OBSERVATION: Between 1914 and 1919 war and influenza have claimed more than a million lives in Britain alone.
CONCLUSION: This is a time for ghosts.
So claims the opening scene of The Awakening, in the form of plain white text on a grainy black background while low, ominous music builds. It's a powerful way to start a movie, and for the first 60 minutes or so, the movie keeps that power in a slow burn buildup of tension and creepiness. The plot centers on a woman named Florence Cathcart, a woman desperate to find proof of the afterlife and ghosts in order to take the edge off of some of her own personal losses, yet in investigation after investigation she reveals so-called hauntings to be misunderstandings or hoaxes. She's called upon to investigate a possible haunting at a boarding school that may just have resulted in a student's death, and so begins a classic plotline that would fit well in any era.

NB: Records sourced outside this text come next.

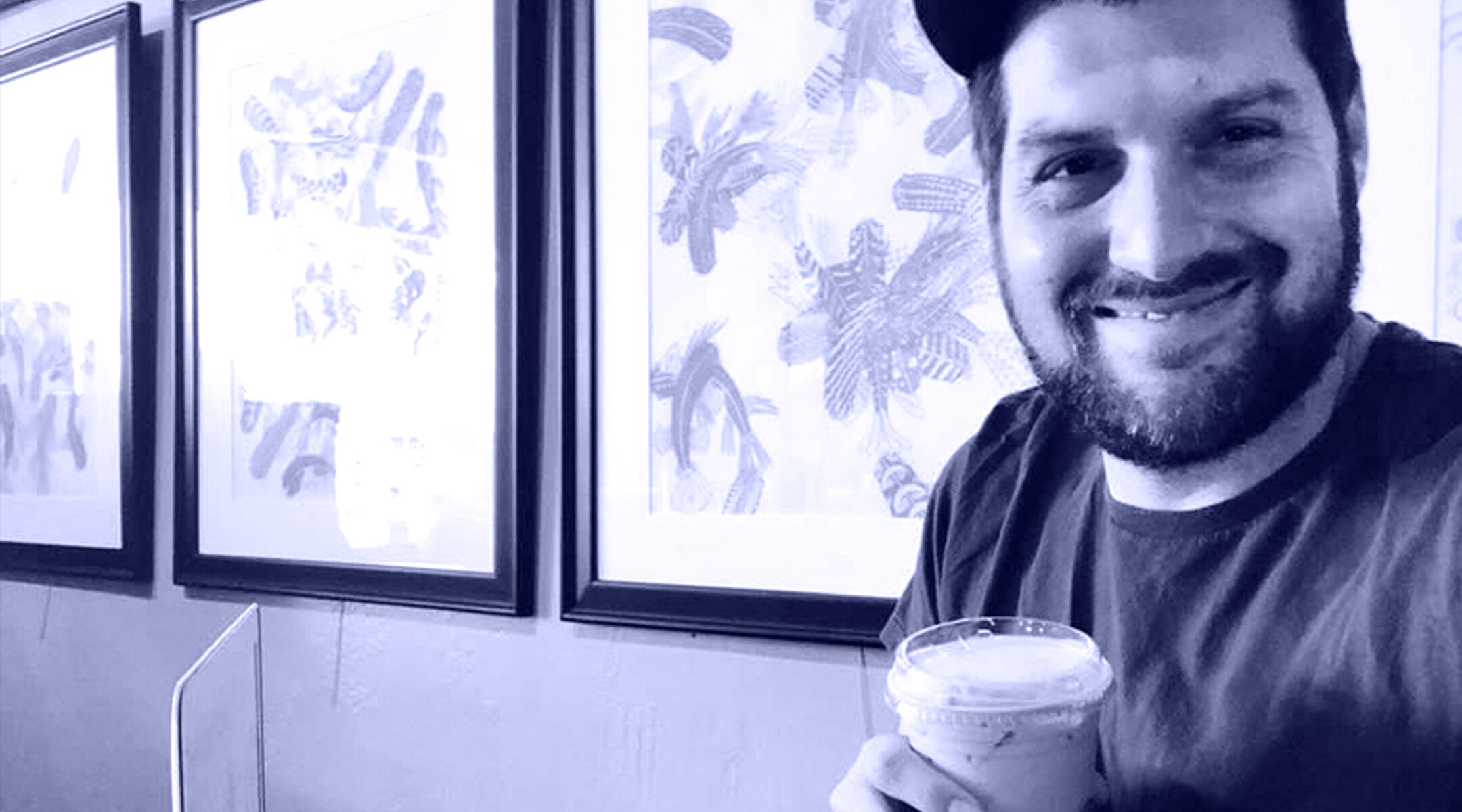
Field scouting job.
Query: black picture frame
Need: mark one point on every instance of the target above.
(518, 62)
(131, 558)
(587, 596)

But by setting the movie in the direct shadow of World War I in 1921 Britain, the movie becomes something more—it seems infected with the hopelessness and despair that must have gripped the world after a decade of some of the most horrifying mass deaths modern civilization has ever endured. Indeed... if any time is a time for ghosts, it is after the planet's been seized by war and disease for nearly a decade.
Unfortunately, the movie can't keep its momentum going. I've come to really appreciate ghost movies these days that simply tell a spooky tale that unfolds gradually, allowing us to learn the mysterious and macabre background that caused the haunting as the film progresses... WITHOUT feeling the need to add in a third-act surprise that turns everything that's come before into something else entirely. I blame The Sixth Sense, of course, for the popularity of this type of movie. For a while, I was hoping that The Awakening would be something more like The Innkeepers or The Devil's Backbone, but no... it couldn't resist the twist ending.
Yeah. Old timey ghost photos. The easiest way to creep me out. |
And no... Comparing it to the Sixth Sense doesn't reveal the surprise twist—it's actually a pretty creative twist, but it wasn't NEAR enough to live up to the film's opening thesis. Still... pretty creepy ride getting there, and once the surprise was out in the open, I was able to continue enjoying the movie... just not at the same level as I had when it started.
The Awakening...
- ... loses sight of its intriguing story in its attempt to provide a twist ending.
- ... is never not spooky to look at, even when there's nothing particularly supernatural going on.
- ... actually has a second twist to the storyline once the primary twist is revealed; this second one is a lot more spooky and disturbing, and I kind of wish they'd just abandoned the first twist and kept the second one.
- ... gets a lot of mileage out of its time period and setting. It's rare to see a horror movie take place in a non-contemporary setting, it seems.